September 11 and October 7: An Exercise in Understanding Scale

By Zach Benjamin, President/CEO

Earlier this month, America marked the 23rd anniversary of the September 11 attacks, which robbed our country of nearly 3,000 innocent lives and indelibly altered its social and political landscape.

A handful of times per century, humanity experiences a figurative earthquake so disruptive that it bruises the very soul of our civilization and hurtles the trajectory of human history down previously unimaginable vectors. Some of these inflection points, such as the COVID pandemic, take place in slow motion. Others, such as 9/11 and the assassination of President Kennedy, are acute gut punches that leave us in a collective state of short-term whiplash, resulting in long-term, perpetually unfolding historic implications. Both types of crises generate aftershocks that arrive in waves of geopolitical and humanitarian challenge, which, while inevitably yielding certain opportunities and silver linings, also place strains on our social, economic, and political systems.

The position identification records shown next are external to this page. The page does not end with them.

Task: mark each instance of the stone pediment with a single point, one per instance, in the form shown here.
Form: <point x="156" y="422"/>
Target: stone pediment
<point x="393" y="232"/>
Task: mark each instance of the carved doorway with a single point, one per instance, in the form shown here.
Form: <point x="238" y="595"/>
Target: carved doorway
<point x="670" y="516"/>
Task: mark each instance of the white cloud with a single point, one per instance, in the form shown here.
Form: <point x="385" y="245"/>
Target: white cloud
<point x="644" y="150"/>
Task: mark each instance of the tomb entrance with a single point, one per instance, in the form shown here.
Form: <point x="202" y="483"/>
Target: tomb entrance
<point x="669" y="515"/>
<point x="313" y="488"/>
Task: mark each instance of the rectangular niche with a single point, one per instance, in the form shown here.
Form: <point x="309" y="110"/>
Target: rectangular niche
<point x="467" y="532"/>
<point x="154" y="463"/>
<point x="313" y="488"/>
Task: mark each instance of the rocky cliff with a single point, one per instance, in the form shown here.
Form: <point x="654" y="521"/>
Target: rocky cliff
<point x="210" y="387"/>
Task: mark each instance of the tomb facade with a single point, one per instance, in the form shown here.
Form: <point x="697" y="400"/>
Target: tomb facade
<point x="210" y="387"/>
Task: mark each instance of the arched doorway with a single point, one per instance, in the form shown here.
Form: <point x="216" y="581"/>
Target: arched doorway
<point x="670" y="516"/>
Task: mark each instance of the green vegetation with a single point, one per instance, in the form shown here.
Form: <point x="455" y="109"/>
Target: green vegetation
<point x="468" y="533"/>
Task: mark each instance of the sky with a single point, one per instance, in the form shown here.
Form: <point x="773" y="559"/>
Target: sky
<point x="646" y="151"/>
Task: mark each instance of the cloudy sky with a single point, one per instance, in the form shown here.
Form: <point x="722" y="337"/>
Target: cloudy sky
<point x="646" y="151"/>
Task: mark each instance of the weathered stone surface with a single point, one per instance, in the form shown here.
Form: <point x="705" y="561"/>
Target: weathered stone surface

Almost one year ago, Israel and the Jewish people found themselves similarly rocked by the atrocities carried out by Hamas on October 7, 2023. By the time the sun set on that Shabbat—the bloodiest day for the Jewish people since the Holocaust—nearly 1,400 innocent Israelis lay slaughtered, with countless others raped and tortured, and more than 200 men, women, and children dragged by terrorists from their homes and places of community to captivity deep in Gaza, where the vast majority of those who survive still remain.

Indeed, like other moments of crisis, the events of October 7 produced a ripple effect of broader human tragedy, political upheaval, and a global tsunami of antisemitism more rabid than any such surge since World War II.

And yet, Israelis and Jews throughout the diaspora continue to plead, largely in vain, with their neighbors, communities, thought leaders, and governments to understand the gravity of October 7 and the resulting threats to Jewish peoplehood worldwide.

We may forgive those outside the Jewish world for underestimating the scale and scope of Hamas’s crimes against humanity. After all, we cannot expect most of the Western world to be particularly attuned to and educated on Jewish history and demographics. Furthermore, The fact that Jewish people punch well above their weight class in American corporate, academic, scientific, and civic leadership sometimes creates the perception that our numbers are far more significant than is the reality.

It is important, then, to place October 7 in scale. The population of the United States on September 11, 2001 was approximately 300 million. By contrast, Israel’s population stands at just 3% of that number, or roughly 9 million people. Thus, for Israelis, the scope of human loss on October 7 was roughly equivalent to that which would have occurred had 9/11 resulted in 40,000 American deaths, a number just shy of the population of the City of Harrisburg.

Almost every Israeli, regardless of ethnic, cultural, or religious background, either lost a friend or family member on October 7 or is one degree of separation from someone who did. When we have conversations about October 7 with those who have not considered the scale of the events that took place that day, we must compel them to imagine if, on the morning of September 12, 2001, they had awoken in a world where they and/or nearly everyone they know had lost a friend, acquaintance, or loved one.

The scale of the calamity is only marginally less catastrophic when viewed through the global Jewish lens. The total worldwide Jewish population stands at approximately 15 million. Theoretically, this places each Jewish person no more than a few degrees of separation from the lost, kidnapped, and personally grieving. Expand the impact of October 7 to include those whose lives have been touched by acts of anti-Jewish bias, and we can surmise that nearly a majority, if not a true majority, of Jewish people have experienced personal trauma attributable to last year’s terrorist attacks.

Ultimately, those individuals who disrupt and threaten Jewish events, spaces, safety, and security are unreachable by reason. However, as we work to generate new allies and rally existing ones to understand the Jewish people’s current state of vulnerability, it is imperative that we create context to help them grasp the depth, breadth, and long-term impact of October 7 and its aftermath.

Every American of an age to remember 9/11 is distinctly aware of how they spent that day and of the fingerprints that the events of that morning left not only on their own hearts, but on human civilization itself. Personally, I struggle each year to find words befitting the gravity and significance of that moment in time, the shadow of which continues to loom over the American political and social experience.

Similarly, as we approach the one-year yahrzeit of October 7, 2023—the impact of which continues to unfold, often grotesquely, in real time—we must, as Jews, allow ourselves the grace to continue our coping processes while learning how to most effectively convey our reality to the broad communities of which we are a part.